Apart from PyQt4, installing IPython itself is again straightforward:

pip3 install ipython[zmq,qtconsole,notebook,test]

To make sure the installation worked, execute the newly installed iptest3 script. Again as before, there should be no failures.

From now on, instead of python3, you should be using ipython3 if you want to work in a Python interpreter and you have reached the "holy grail" of having set up a MATLAB-like scientific computing environment:

ipython3 qtconsole --pylab=inline

Additional Data Science Libraries

Finally, here is a list of mature, interesting data science libraries that all will use the stack you just installed. These could all go either into the global site-packages, or you can just add them to your projects in your virtual environments as needed. In the latter case, do not forget to enable the globabl stack with --system-site-packages when creating a new VirtualEnv.

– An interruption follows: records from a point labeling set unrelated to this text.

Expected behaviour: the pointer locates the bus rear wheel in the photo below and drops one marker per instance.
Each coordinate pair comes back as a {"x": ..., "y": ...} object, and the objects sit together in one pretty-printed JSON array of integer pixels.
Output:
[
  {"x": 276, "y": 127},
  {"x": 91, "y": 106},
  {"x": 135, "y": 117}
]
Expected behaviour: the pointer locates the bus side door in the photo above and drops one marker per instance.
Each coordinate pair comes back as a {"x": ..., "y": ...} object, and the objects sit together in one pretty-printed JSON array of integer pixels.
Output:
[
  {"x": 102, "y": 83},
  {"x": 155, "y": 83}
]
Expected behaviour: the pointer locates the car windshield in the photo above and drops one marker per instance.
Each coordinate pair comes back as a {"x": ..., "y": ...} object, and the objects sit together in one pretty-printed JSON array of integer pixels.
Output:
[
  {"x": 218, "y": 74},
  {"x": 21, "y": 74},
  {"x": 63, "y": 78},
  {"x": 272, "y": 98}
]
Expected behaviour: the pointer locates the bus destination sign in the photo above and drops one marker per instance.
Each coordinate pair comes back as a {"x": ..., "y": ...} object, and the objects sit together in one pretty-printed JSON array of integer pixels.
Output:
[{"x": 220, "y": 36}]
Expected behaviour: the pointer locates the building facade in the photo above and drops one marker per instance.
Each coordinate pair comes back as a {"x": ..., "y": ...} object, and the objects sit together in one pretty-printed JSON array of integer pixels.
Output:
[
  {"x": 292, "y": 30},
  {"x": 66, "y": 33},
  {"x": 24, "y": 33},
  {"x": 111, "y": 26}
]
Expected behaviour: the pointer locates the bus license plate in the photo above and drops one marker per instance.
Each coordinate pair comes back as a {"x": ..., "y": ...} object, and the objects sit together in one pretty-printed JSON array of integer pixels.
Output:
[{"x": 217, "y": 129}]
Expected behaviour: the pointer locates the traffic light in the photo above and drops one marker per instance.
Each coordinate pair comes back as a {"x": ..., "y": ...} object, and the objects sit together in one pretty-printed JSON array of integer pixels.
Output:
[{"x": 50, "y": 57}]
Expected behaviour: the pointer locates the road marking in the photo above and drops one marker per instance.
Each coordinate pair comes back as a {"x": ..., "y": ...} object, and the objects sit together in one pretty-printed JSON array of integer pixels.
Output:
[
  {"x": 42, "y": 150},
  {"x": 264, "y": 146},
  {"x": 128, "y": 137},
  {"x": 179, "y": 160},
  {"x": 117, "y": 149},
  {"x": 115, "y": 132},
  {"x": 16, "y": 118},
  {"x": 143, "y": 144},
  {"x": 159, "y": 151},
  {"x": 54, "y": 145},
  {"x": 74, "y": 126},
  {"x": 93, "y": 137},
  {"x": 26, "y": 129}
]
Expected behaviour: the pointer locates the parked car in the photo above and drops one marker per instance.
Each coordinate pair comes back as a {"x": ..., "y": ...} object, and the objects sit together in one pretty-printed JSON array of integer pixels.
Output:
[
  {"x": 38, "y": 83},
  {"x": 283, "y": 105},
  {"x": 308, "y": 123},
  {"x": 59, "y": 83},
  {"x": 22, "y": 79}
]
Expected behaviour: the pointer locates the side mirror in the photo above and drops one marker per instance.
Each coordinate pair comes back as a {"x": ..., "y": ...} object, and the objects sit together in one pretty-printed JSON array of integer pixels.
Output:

  • scikit-learn machine learning library: pip3 install scikit-learn
  • pandas statistical data analysis: pip3 install pandas
  • SymPy symbolic computer algebra system: pip3 install sympy
  • PyMC probabilistic programming environment (see this PyMC tutorial): pip3 install pymc

Other noteworthy analytical tools include:

  • PyTables large data management: pip3 install tables
  • RPy2 Python-R interface: pip3 install rpy2 (assuming you have R installed)
  • patsy and StatsModels statistical models: pip3 install patsy && pip3 install statsmodels

E voilà - you now have a fully functioning environment for running all kinds and sorts of statistical data analyses and developing machine learning algorithms!